Ahora bien, en tanto se suspira por aquellos años cuya única cercanía es una prenda de ropa, o un programa de televisión, a su vez se sueña con el regreso de esos momentos con los errores que creemos necesarios corregir. Y así, nace la deconstrucción, tratando de ser mejores, y explicando a quienes le pifiaron, por qué las cosas que hoy están mal, son así por esos deslices. Hay ciertos hitos y shows que juegan al papel de referente de esas décadas, hay recuerdos amenos que ayudan a revivir olores de escenas doradas. Mas también hay lo que llamo desmomentos, es decir, sucesos que solo sirvieron para desintegrarnos.
De esta manera es como empiezo a llegar al punto de esta nota, y es porque, entre tantos personajes característicos de esos tiempos más sencillos, algunos se han perpetuado fácilmente en el avance social para ver con ojos críticos las fallas y lecciones de hace veinte años atrás. En esta reciente entrevista hablamos con Federico D’elía sobre cómo la televisión, y la industria del entretenimiento, vivió su progresión en base a cómo afectó, asimismo, la progresión de una sociedad pos 2001.
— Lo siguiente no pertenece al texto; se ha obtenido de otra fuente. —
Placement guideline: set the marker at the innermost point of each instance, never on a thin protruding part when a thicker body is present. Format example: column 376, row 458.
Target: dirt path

Federico D’elía, también conocido en el corazón de muchos como Mario Santos, es un actor y productor oriundo de La Plata cuya aspiración por la actuación apareció ya desde su novata juventud. Igual que su padre, cuenta de una carta de presentación tan extensa como creativa, recorriendo teatros, utilizando tacones, y llevando a cabo simulacros para ayudar a quienes están al borde de tocar fondo. En su destreza, ha sido partícipe de muchas novelas referentes de los noventa, así como Campeones, Carola Casini o Verano del ’98. Sin embargo, también ha conseguido desenvolverse en trabajos televisivos más recientes, tal como Esperanza Mía, y a su vez adaptarse a las reglas de juego de este siglo, trabajando en series como El Mundo de Mateo, un unitario cargado de suspenso.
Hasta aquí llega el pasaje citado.